Research interests - background
Biogeochemical fluxes of carbon in the ocean control its transfer from the atmosphere to the deep sea, where it may remain stored for thousands of years and form the largest carbon reservoir on Earth. Therefore oceanic controls on carbon cycling have serious repercussions for climate. Furthermore, carbon fluxes into the ocean interior provide the main energy source for many benthic and pelagic ecosystems.
The vast majority of marine organic matter is produced in the surface of the ocean (ca. first 100 m) by phytoplankton through photosynthesis. Phytoplankton is then grazed mainly by zooplankton or dies and sinks.

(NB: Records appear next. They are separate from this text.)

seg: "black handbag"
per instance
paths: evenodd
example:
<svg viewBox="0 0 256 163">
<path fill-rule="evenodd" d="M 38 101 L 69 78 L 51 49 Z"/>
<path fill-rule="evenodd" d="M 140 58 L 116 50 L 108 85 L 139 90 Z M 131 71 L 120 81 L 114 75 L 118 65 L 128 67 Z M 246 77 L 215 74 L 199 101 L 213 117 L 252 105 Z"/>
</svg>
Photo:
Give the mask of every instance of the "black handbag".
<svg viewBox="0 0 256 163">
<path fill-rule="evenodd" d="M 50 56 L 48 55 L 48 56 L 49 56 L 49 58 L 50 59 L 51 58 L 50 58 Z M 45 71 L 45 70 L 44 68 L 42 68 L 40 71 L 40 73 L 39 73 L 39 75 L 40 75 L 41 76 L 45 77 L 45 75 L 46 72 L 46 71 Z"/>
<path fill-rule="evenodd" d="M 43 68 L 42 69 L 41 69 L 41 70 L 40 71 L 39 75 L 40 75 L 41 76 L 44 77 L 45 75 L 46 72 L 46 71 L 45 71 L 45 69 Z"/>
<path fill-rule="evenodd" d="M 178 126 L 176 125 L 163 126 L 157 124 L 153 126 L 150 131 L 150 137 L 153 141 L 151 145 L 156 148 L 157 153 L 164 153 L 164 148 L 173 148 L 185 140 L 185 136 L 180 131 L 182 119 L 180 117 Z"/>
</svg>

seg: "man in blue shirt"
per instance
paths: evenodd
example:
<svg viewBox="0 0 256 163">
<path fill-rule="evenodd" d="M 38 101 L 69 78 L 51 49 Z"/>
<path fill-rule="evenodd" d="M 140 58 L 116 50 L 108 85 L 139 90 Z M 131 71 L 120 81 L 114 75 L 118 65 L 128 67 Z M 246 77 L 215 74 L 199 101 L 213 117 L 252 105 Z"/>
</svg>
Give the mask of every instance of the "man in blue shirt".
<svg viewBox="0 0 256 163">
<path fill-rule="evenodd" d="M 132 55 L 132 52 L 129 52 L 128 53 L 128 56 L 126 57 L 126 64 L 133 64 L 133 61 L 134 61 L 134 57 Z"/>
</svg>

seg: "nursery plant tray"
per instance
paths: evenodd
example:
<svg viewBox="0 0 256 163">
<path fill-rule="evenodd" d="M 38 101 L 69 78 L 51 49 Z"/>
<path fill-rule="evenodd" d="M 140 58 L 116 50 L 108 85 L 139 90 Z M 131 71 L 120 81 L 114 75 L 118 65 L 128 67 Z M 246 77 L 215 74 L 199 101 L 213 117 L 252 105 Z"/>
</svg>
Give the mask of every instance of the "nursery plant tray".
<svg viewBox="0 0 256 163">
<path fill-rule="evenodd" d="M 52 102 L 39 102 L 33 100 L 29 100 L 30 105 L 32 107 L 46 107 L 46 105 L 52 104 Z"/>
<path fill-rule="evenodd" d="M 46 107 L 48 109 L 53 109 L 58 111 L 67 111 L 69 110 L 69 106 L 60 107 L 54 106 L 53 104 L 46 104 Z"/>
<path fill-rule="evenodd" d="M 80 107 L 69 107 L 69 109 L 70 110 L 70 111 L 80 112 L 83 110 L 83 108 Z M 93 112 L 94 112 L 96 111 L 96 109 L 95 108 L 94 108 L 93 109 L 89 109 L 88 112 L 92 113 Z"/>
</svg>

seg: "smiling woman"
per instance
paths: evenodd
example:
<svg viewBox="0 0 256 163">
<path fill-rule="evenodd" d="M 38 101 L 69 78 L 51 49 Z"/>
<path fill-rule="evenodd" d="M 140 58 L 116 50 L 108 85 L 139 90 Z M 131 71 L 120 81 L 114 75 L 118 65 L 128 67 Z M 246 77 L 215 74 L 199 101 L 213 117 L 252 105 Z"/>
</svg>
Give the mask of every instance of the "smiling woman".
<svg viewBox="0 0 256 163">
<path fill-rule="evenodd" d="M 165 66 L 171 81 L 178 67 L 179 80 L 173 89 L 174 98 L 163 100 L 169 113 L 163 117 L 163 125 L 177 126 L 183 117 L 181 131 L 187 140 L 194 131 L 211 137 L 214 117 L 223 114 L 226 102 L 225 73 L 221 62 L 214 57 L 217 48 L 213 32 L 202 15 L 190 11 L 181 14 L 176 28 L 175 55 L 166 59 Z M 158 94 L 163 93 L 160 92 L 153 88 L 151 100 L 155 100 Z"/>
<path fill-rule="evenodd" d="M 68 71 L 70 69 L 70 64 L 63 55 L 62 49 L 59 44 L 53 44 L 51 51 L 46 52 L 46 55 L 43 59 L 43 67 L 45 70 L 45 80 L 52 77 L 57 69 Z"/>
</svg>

Over time the "rain" of sinking particles rich in carbon remove large amounts
of CO2 from the atmosphere (a process known as the biological pump), thus playing a important role in regulating of Earth's
climate. Many questions however remain. For example how much organic carbon escapes the first 100 metres into the ocean interior? Does the ratio of produced carbon vs. escaped (or exported) carbon change spatially and temporally (with season or from year to year)? Does phytoplankton composition affects the sinking process? How do different zooplankton communities respond? Do ocean currents, tides and ocean topography affect the sinking processes? What is the impact of the changing climate to primary production and the biological pump?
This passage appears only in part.